The Fixaholic
I wake up to a light ploink ploink sound on Saturday morning. When I walk down the stairs to the basement, I see my daughter throwing medium size screws, one by one, into an empty laundry basket. My husband is measuring wood for his latest project - building a shoe rack. Guilt is dripping from his face. “She started playing here and then I thought I could take some measures. I didn’t mean to work on it, really”. I wasn’t mad at all, even if he had put her here for him to finish up some work. She seemed very content with her self-improvised game. But I had to hold in a comment about the odds of her walking randomly to the basement.
My husband is a fixaholic, for lack of better word. He loves designing, building, and creating. And he is very good at it. But it almost comes as an obsession. He needs to have a handyman project, otherwise he will get itchy. I could write a list longer than this blog of the projects he has completed in our house. House automation (we have 150+ switches in our house while every light or shade is voice operated), a shelf over our washer and dryers, a drying rack that can be pulled up and down, toddler gates, a massive Halloween spider, a weather station on the roof, a security system with three cameras in the carport alone. He is currently designing a sauna for our backyard.
When he starts a project, there is no point in interrupting him. Multiple trips are made to the Canadian Tire, Rona, or Home Depot to pick up tools, more wood, or other materials. And those trips, as well as the work, have to happen now. Absolutely now. It can’t wait. When my husband split his eyebrow instead of the plywood for the spider Halloween decoration, I dropped him off at the ER while he sighed: “I hope this won’t take too long, I really need to get at least another two hours to get it done”. He hopped on the ladder onto the roof with his stitched up face a minute after an Uber dropped him off. He got it done.
For someone studying workaholism for more than a decade, it isn’t hard to see the parallels. My husband has an internal – borderline obsessive – drive to work on handyman projects. Once on a project, he can’t disengage from the project. Only the project matters. There is almost a feverish need to finish it, and he is restless when he can’t work on it. This is exactly what workaholism is: an internal compulsive drive to work hard. Workaholics find it difficult to switch off from work, let work bleed over to or interfere with other life domains, and they feel restless when they can’t work. Now, my husband has a more than full-time job, so he can’t really get into handyman projects to the extent that it would be unhealthy. But workaholics can. If they keep going with their compulsion, they will burn out or develop physical ailments at some point (see here for the research). Because every body needs a rest at some point.

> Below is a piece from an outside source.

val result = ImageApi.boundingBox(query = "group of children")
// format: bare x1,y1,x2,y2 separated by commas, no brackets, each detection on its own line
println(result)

During my daughter’s nap time, my husband picks up more wood (told you this would happen), with one of the boys. He saws, glues, and builds in the afternoon while our oldest helps now and then, and sometimes takes a tv break. This continues when I leave with our daughter for a birthday party. When we come home, the shelves are finished, and all shoes are neatly lined up in seven rows on the wall. I have to give it to him, it looks amazing, and it is super functional. In the evening, once the kids are in bed, I ask him how he feels. I’m just curious if there is a sense of peace now. But he is staring at his phone, so I have to repeat the question. “Ehm, yah, I’m happy with the shoe rack. But I’m actually looking at saunas now. You know we could use the electric circuit from the hot tub (…)”. Right. On to the next project. It is good that there are only two days in a weekend because I would be seriously concerned about my husband’s health if he could do this seven days a week.